2. a kind of super fast curing solar energy packaging adhesive film according to claim 1 and preparation method thereof, it is characterised in that： The packaging adhesive film resin is total to by polyethylene, polypropylene, polybutene, ethylene-vinyl acetate copolymer, metallocene ethylene octene In polymers, polyvinyl butyral, polyurethane elastomer, polyvinyl chloride, ethylene butene high polymer, propylene-ethylene random copolymer One or more by arbitrary proportioning mixing form.

3. a kind of super fast curing solar energy packaging adhesive film according to claim 1 and preparation method thereof, it is characterised in that： The crosslinking agent is free radical thermal initiation crosslinking agent by tertiary butyl -2- ethyl hexyls carbonic ester, N- succinic acid S- acetyl group sulfydryl second Diol ester, peroxidating (2- ethylhexyls) carbonic acid tert-pentyl ester, the tertiary Ding Zhi ﹑ peroxides -2- ethylhexyl carbon of peroxidating -2 ethyl hexanoic acid One or more of tert-butyl acrylate, 2,5- dimethyl -2,5- di-t-butyl hexane peroxides press arbitrary proportioning mixing group At.

4. a kind of super fast curing solar energy packaging adhesive film according to claim 1 and preparation method thereof, it is characterised in that： The assistant crosslinking agent is by three acrylic isocyanuric acid esters, benzoyl peroxide, divinyl propylamine, hexahydrophthalic anhydride One or more by arbitrary proportioning mixing form.
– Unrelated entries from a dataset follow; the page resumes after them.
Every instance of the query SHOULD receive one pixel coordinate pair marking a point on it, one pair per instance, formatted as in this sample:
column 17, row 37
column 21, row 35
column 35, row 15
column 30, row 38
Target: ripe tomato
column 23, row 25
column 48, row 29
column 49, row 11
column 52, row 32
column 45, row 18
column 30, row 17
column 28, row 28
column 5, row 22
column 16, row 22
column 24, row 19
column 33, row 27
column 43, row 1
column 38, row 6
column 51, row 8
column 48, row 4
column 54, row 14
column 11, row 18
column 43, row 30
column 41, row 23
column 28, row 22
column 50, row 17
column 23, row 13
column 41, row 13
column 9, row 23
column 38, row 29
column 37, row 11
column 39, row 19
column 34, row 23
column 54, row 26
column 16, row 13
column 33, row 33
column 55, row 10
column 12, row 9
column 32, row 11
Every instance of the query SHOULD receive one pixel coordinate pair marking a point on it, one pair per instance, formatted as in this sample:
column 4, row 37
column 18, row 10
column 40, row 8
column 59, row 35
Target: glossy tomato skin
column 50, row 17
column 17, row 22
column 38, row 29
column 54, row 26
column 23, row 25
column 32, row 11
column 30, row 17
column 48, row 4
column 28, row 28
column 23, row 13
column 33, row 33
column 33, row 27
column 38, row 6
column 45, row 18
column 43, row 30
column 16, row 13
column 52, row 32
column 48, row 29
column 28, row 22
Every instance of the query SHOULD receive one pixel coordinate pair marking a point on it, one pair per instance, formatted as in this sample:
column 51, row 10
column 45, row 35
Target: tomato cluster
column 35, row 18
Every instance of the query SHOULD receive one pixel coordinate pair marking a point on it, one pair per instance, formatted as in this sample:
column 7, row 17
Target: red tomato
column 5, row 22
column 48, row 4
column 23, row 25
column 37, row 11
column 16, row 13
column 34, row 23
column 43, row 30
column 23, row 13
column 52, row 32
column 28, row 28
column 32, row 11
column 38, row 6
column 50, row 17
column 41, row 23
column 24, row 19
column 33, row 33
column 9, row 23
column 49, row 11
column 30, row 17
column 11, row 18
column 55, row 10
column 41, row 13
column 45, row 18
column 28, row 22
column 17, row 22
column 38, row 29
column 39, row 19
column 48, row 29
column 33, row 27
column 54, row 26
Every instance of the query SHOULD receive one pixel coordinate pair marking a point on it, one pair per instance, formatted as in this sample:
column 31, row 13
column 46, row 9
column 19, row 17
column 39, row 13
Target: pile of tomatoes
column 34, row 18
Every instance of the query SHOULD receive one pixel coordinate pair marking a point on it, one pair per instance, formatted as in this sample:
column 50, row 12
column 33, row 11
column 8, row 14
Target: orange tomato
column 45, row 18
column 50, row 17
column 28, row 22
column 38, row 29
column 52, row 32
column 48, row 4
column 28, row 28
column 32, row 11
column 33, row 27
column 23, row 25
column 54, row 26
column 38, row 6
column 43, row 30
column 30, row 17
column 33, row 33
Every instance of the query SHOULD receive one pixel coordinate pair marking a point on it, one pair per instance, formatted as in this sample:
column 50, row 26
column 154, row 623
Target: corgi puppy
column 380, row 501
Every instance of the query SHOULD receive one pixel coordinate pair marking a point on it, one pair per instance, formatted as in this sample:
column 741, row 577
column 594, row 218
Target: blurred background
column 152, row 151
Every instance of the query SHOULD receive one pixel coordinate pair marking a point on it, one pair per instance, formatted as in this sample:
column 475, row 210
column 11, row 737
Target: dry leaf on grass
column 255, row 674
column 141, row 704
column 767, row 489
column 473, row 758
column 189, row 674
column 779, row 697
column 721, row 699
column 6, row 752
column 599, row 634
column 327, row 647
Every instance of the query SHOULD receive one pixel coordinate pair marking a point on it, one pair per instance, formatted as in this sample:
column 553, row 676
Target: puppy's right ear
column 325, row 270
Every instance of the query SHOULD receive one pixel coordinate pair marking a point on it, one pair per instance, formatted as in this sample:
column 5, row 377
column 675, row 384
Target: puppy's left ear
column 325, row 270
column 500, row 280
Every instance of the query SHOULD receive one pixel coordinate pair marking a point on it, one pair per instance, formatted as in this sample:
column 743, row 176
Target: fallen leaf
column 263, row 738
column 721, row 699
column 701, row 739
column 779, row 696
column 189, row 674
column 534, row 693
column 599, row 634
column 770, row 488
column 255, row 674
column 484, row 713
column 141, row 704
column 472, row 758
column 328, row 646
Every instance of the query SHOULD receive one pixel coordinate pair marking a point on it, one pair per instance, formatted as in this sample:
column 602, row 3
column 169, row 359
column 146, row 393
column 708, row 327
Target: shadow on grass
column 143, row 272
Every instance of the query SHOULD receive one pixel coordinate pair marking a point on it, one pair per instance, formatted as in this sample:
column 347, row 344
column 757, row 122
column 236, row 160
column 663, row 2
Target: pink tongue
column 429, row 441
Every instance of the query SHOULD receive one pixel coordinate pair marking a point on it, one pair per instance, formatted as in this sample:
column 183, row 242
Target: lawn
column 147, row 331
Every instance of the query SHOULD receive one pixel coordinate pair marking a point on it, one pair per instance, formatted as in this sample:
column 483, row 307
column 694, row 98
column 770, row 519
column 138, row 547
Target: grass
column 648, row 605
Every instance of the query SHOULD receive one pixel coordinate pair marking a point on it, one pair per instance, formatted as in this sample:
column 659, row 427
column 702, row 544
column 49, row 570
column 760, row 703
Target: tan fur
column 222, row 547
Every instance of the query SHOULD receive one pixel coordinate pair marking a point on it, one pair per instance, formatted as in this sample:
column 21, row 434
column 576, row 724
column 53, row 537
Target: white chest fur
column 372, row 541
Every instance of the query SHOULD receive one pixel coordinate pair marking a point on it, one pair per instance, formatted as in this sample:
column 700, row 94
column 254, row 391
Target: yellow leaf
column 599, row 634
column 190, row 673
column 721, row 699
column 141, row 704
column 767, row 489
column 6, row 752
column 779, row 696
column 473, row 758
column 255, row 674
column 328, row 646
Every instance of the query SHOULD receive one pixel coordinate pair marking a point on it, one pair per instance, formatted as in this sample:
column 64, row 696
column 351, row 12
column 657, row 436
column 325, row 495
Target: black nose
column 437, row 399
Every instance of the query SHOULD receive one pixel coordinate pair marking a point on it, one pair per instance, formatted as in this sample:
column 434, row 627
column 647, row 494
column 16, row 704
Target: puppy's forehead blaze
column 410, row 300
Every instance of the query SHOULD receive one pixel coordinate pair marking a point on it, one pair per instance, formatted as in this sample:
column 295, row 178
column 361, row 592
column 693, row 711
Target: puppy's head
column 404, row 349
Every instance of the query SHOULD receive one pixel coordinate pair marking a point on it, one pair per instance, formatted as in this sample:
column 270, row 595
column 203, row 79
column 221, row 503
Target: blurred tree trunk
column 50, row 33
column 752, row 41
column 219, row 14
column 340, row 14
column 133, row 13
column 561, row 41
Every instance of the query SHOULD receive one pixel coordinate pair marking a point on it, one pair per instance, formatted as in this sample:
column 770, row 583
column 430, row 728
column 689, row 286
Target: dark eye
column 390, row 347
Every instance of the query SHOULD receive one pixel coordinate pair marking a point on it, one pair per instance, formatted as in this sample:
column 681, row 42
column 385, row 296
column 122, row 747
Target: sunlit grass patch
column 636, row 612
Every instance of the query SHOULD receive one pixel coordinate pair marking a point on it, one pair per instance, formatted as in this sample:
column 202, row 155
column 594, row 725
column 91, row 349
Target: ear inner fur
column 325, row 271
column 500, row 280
5. a kind of super fast curing solar energy packaging adhesive film according to claim 1 and preparation method thereof, it is characterised in that： The ultraviolet absorber is by 2- (2H- benzotriazole -2- bases) to two (1- of Jia Ben Fen ﹑ 2- (2H- benzotriazole -2- bases) -4,6- Methyl-1-phenylethyl) Ben Fen ﹑ 2- (3,5- di-t-butyl-2- hydroxy phenyls) Ben and San Zuo ﹑ 2- (2- hydroxyl-3- tertiary butyls- 5- aminomethyl phenyls) and -5- chlorine benzotriazole ﹑ 2- [the tertiary pungent phenyl of 2- hydroxyls -5-) benzene and three azoles ﹑ [2- hydroxyls -4- (octyloxy) benzene Base] one or more of phenyl ketone forms by the mixing of arbitrary proportioning.

6. a kind of super fast curing solar energy packaging adhesive film according to claim 1 and preparation method thereof, it is characterised in that： The coupling agent is silane coupling agent by 3- (trimethoxysilyl) propyl -2- methyl -2- Bing olefin(e) acid Zhi ﹑ anilinomethyls three Ethoxy base silane ﹑ vinyl three (2- methoxy ethoxies) silicon alkane ﹑ octyls three methoxy silane ﹑ (trimethoxy silane base) second One or more of Xi ﹑ 1,4 bis tert butyl peroxy isopropyl benzenes are by arbitrary proportioning mixing composition.

7. a kind of super fast curing solar energy packaging adhesive film according to claim 1 and preparation method thereof, it is characterised in that： Its thickness is 0.45~0.8mm, and grammes per square metre is 350~650g/ ㎡.

8. a kind of super fast curing solar energy packaging adhesive film according to claim 1 and preparation method thereof, it is characterised in that： 155~165 DEG C of photovoltaic module laminating temperature, 8~10 minutes glued membranes of lamination times, that is, cross-linking completion.